The Nexus 7 (image © 2012 Google)
Jelly Bean
The Nexus 7 comes with Android 4.1 (API Level 16), Jelly Bean, which we've covered separately. As a low-cost device, with a "buttery" system in place, the user experience is very fluid out-of-the-box. As such, it's important that your application be updated to modern Android best practices. Applications that don't live up to these performance expectations and the "buttery smooth" experience will be met with grief in app reviews.
Compared to the original 7" Galaxy Tab, which was the first Android tablet with Google apps available, the Nexus 7 is vastly superior on all fronts. Firstly, the hardware is a year and half newer. Secondly, the software jump from Android 2.3.x is huge in terms of features and performance. Right after the Galaxy Tab shipped, Honeycomb came out for tablets. Recall that Android 2.3.x was not a tablet-optimized platform. And it shows. Still, the Galaxy Tab was—and still is—a relatively fast device. With a single core processor, its age shows, though.
Compared to the wildly popular 7" Kindle Fire, the system experience is just different. The Kindle Fire is based on Android 2.3, so some of the same performance issues are present, despite the Kindle Fire being much more modern. However, the overall system experience is Amazon-flavored. This is a Kindle experience; it's a device designed primarily for reading e-Books, and it shows: Apps and the browser tend to be more of a bonus than key tablet features, so perhaps Jelly Bean is irrelevant because users can read books quite well on the Kindle Fire. It's also not a Google device, so users miss any Google Play content they may own, including your apps and the stock Google and Android apps many developers rely upon to create feature-rich app and platform integration. You have to publish your apps on the Amazon Appstore to target the Kindle Fire, and those apps have to target Android 2.3, which is getting older and losing market share as the newer platform revisions finally start gaining some momentum.

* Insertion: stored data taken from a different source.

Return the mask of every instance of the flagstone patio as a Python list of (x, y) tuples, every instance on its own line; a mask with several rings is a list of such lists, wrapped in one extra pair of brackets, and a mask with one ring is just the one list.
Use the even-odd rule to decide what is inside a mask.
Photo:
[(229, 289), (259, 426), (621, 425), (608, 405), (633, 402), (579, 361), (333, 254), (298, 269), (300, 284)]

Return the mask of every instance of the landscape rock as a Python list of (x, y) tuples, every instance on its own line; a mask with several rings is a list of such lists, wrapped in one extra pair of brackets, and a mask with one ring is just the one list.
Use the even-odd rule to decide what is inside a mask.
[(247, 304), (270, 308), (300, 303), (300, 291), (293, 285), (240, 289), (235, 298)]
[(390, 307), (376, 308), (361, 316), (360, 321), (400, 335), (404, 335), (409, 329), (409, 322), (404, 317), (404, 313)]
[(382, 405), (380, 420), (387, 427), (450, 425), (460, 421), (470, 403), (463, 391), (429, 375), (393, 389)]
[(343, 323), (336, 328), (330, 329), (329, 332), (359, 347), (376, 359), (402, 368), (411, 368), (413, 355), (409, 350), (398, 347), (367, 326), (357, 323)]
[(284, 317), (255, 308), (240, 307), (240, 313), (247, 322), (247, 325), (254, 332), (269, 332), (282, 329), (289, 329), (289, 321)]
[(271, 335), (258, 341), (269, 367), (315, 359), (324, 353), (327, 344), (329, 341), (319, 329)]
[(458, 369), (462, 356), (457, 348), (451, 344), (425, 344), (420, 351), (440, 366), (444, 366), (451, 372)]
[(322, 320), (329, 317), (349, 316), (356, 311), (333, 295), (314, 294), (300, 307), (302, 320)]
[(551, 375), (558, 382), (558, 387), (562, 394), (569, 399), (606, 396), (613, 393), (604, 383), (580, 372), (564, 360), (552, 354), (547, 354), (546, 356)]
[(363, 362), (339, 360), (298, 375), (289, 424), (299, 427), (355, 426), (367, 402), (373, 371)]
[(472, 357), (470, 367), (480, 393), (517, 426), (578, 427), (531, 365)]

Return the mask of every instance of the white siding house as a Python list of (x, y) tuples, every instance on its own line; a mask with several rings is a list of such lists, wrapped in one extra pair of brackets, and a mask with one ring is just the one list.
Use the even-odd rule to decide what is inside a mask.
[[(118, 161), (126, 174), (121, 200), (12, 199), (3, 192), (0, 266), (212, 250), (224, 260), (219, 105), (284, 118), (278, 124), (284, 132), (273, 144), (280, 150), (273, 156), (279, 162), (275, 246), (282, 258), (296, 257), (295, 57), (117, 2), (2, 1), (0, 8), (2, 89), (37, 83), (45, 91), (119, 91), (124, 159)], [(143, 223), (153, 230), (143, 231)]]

The Nexus 7 is much more media-centric compared to other tablets, such as the Galaxy Tab. It comes with widgets on the home screen showing Google Play content, including Books, Magazines, Movies, and more. It also has the hardware and software to handle the latest in high-performance tablet gaming and other apps that push the envelope on mobile.
Hardware
The Nexus 7 hardware is about as modern as it gets (for today, anyway). A quad core processor and a dozen cores for graphics processing put the device high on the benchmarks list. As a low-cost device, some considerations have been made, of course. The Nexus 7 currently does not have any cellular radios, just Wi-Fi. In addition, it does not have a rear-facing camera, nor does it have expandable memory with a memory card slot.
While the Nexus 7 comes in two variants, one with 8GB storage and one with 16GB, developers will need to be aware that Google is positioning the device as a cloud device, much as Amazon has done with the Kindle Fire. Don't expect users to be able to download gigabytes of data or create gigabytes of images or video on the device.
The Nexus 7 has NFC (Android Beam), which could have some interesting uses when used in conjunction with a phone that has NFC.
In comparison, the Galaxy Tab came with a fast single core processor, cellular data, and a rear-facing camera, but no NFC, while the Kindle Fire has a dual core processor, but no camera, no NFC, and no expandable memory. What this really means is that you can't just assume the Nexus 7 is a clone of any particular older device.
Given these hardware and software differences, the user expectations for each device are different. The Galaxy Tab experience was that of an over-sized phone. The Kindle Fire experience is that of a color e-book reader that can, "oh-by-the-way," do some apps. The Nexus 7 is ready for the latest 3D games and HD movies. The bottom line: As a developer, you need to recognize that the user who would buy a Nexus 7 is not the same type of user that will go get a Kindle Fire. The Nexus 7 caters to the bleeding edge but budget-minded Google-leaning type of user (perhaps the younger crowd). On the other hand, niche devices, such as the Kindle Fire, are often gifted to others at the holidays and cater to the audience who is more likely to want to read and maybe play a casual game of crossword than the latest games from EA or Gameloft.